The effect of these amendments is to include in the Schedule 4 list which I mentioned a moment or two ago, the offence of supplying Class A drugs when the supply is made to children. That means that those committing the offence of the supply of Class A drugs, and meeting all the appropriate conditions explained earlier in some detail, stand to be disqualified from working with children.
There were strong representations in your Lordships' House and elsewhere and we put our minds to the question, which is not entirely straightforward, as to whether or not to include misuse of drugs offences in the list of trigger offences. I am grateful to noble Lords who raised this issue. We paid careful attention to what was said and, rightly or wrongly, the consequence which occurred with the two ungrouped amendments earlier may arise, because the noble Baroness, Lady Blatch, takes a different view on these matters. However, I am constrained by the groupings. Perhaps I can say, without discourtesy to her group, that she wishes to include cannabis as well; in other words, all controlled drugs, not simply Class A drugs.
We believe that Class A drugs are different. They have always been treated differently in the law. Sentencing for Class A drug offences is much heavier than for other drugs and we feel that one ought to maintain that clear distinction in seriousness. That is the short basis of our proposal. It is not suitable for me to pre-empt any views the noble Baroness, Lady Blatch, may have. I simply indicate that she has an alternative approach to this problem. I beg to move.

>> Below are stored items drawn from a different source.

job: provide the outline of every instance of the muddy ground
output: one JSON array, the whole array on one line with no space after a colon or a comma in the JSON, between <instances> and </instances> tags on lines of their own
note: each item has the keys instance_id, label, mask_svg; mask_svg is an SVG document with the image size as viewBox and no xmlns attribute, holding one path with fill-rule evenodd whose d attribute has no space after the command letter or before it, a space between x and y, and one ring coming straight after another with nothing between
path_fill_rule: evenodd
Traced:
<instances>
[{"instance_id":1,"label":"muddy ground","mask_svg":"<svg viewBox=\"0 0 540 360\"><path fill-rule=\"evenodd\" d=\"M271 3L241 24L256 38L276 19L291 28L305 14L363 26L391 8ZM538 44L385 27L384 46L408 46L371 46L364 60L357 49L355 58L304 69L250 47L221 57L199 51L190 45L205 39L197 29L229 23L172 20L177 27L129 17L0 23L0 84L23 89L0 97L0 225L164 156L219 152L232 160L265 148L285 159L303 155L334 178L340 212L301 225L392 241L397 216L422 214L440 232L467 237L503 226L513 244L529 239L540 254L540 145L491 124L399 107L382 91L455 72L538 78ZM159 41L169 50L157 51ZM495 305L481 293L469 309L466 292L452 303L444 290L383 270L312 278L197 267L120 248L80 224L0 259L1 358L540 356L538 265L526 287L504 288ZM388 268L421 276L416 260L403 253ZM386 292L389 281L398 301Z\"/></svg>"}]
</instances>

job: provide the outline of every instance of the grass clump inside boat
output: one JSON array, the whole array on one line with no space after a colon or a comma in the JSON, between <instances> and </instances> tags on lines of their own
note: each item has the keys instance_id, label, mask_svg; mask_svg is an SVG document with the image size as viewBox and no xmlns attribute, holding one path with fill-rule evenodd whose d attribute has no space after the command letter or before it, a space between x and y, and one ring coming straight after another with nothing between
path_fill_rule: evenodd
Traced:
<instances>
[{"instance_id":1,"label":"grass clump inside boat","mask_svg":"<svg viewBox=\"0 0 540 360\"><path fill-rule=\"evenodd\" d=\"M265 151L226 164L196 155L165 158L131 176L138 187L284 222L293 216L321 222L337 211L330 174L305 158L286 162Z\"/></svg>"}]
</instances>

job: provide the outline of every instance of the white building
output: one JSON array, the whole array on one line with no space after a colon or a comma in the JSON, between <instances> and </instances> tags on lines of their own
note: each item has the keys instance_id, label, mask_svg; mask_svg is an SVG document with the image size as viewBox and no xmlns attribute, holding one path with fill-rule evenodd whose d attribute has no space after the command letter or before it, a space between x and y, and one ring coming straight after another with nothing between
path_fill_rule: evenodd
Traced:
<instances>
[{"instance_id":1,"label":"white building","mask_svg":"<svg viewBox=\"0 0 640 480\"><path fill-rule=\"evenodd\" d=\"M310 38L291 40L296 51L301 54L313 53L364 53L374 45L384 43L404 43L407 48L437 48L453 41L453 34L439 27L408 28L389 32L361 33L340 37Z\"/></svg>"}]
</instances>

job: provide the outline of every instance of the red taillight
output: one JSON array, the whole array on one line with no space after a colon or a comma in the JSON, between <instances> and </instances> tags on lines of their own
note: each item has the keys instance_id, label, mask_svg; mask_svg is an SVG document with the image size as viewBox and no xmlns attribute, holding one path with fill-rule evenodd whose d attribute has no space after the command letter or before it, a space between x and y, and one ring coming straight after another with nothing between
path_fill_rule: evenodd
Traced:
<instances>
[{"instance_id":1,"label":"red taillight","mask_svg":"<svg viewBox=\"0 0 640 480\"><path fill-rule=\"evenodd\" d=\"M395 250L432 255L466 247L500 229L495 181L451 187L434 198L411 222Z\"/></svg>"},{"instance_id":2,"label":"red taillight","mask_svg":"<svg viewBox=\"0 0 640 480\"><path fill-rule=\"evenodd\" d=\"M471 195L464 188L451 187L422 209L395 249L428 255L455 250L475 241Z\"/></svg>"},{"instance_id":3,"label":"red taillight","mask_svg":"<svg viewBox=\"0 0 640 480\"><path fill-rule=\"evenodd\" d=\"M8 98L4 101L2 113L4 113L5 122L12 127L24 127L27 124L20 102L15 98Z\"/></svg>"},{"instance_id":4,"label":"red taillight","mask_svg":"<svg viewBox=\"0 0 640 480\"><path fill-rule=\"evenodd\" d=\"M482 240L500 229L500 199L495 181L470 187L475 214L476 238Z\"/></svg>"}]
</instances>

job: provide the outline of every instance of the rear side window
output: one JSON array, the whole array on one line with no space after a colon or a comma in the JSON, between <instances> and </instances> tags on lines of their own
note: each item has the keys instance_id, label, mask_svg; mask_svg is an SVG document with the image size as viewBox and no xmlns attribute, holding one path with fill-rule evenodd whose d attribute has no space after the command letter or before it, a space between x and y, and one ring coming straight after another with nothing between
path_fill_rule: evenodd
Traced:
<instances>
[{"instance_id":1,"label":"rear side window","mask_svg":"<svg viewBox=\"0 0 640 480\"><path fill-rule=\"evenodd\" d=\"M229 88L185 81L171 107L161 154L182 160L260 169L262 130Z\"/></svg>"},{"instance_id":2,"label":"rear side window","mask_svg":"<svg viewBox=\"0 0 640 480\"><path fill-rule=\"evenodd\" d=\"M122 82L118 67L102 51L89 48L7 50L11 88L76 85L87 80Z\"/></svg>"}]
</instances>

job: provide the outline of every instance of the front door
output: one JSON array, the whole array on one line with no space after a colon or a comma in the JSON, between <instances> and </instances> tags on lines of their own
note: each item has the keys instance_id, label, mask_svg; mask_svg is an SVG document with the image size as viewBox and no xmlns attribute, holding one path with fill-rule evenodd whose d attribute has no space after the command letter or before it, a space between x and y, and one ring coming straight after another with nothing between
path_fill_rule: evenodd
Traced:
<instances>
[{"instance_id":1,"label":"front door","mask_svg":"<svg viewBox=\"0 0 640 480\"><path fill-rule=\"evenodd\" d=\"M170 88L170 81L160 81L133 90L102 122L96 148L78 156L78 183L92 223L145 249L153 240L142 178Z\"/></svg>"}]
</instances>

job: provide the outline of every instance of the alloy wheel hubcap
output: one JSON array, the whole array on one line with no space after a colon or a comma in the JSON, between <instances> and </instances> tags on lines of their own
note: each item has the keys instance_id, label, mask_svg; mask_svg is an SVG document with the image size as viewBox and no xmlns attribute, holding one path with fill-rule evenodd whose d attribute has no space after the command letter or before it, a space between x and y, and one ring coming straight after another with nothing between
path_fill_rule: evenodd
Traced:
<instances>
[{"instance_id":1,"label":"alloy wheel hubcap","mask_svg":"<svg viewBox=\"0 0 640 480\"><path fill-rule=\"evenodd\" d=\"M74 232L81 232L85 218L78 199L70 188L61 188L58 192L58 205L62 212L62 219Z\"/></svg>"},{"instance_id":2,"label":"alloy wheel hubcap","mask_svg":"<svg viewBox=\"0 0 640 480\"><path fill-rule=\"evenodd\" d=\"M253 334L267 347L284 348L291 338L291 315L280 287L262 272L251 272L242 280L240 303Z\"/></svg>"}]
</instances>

My Lords, first, I am grateful to the noble and learned Lord for bringing forward these amendments and, secondly, I shall not press my amendments in this regard this evening. I wish only to make two points.
The noble and learned Lord rightly made a distinction between Class A and Class B drugs, if only to denote the seriousness of the offences. But I happen to be one of those people who believe that supplying drugs of any kind to children is absolutely wrong. Therefore I am sorry that this provision will not include the supply of all drugs to children. Nevertheless I am grateful to the Government for adding this to the list.
In the letter kindly sent to me and signed by the noble Lord, Lord Bassam, mention was made of the Class A drug Ecstasy. The letter said,
"Ecstasy, also a class A drug, is more difficult, but as we are all aware, it can have lethal consequences".
I am not sure whether the amendments include or exclude Ecstasy, given that it is a Class A drug. And the Minister is correct in that we all know how lethal it can be. One only needs to think of Leah Betts and the great work being done by her parents to make young people more aware that one Ecstasy pill can take a life. It would be helpful to know, therefore, whether or not it has been excluded. I cannot work it out from the legalese of these two amendments.
My Lords, I am grateful for the courteous way in which the noble Baroness dealt with this amendment. I am happy to confirm that Ecstasy, being a Class A drug, will form part of the trigger mechanism, essentially for the reasons she indicated. Many think it is different from the hardest of hard drugs. But the noble Baroness is correct in that a single tablet can bring death. In all the circumstances we felt it right to use the band and category description of Class A and keep it intact.